Experts say nukes 100% Trump’s call
‘Streamlined’ process ends with the president
A system of checks and balances exists to prevent a U.S. president from illegally ordering a nuclear strike, but no one can stop the commander in chief from using nuclear weapons, according to senior military experts and a former vice president.
“If President Trump were to decide that it’s time to put (North Korean leader) Kim Jong Un in his place once and for all, he would choose a plan that already exists. And it would be almost impossible, in my view, to override a decision to implement that option,” Bruce G. Blair, a former nuclear missile launch officer and co-founder of Global Zero, told USA TODAY on Sunday.
The exact procedure has come under scrutiny amid congressional testimony about Trump’s experience and authority to wage war at a time of elevated tensions with North Korea.
“We are concerned that the president of the United States is so unstable, is so volatile, has a decision-making process that is so quixotic, that he might order a nuclear weapons strike that is wildly out of step with U.S. national security interests,” Sen. Chris Murphy, D-Conn., said last week.
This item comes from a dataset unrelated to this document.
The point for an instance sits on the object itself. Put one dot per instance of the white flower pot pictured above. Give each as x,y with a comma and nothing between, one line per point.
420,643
While the key aspects of the precise sequence of events that would allow a president to launch a nuclear strike remain a mystery, Gen. John Hyten, the current head of Strategic Command, said Saturday at the Halifax International Security Forum that he would refuse a launch order from a president if he believed that order to be illegal. He added that the president would then likely ask him for legal options.
“I provide advice to the president,” Hyten said. “He’ll tell me what to do, and if it’s illegal, guess what’s going to happen? I’m gonna say, ‘Mr. President, that’s illegal.’ Guess what he’s going to do? He’s going to say, ‘What would be legal?’ And we’ll come up with options of a mix of capabilities to respond to whatever the situation is.”
However, Brian McKeon, a senior military policy adviser in the Pentagon during the Obama administration, effectively told senators during testimony that a president’s will to launch a nuclear strike could not be thwarted.
Blair outlined this process to launch a nuclear strike:
1. The president consults with advisers. They explain the options, and the Strategic Command chief located near Omaha gives a recommendation.
2. The president chooses an option and orders the Pentagon war room to implement it.
3. The Pentagon war room asks the president to authenticate the order using a code, the so-called “biscuit.”
4. The war room formats and transmits a launch order directly to executing commanders in submarines, to those overseeing land-based rocket missiles and to bomber forces.
5. The launch order is checked for its authenticity by commanders using special codes that they already possess.
6. Launch orders are transmitted to all commanders around the world simultaneously.
7. If the codes are authenticated, the land-based weapons are fired within a minute or two; and within 15 minutes for submarines.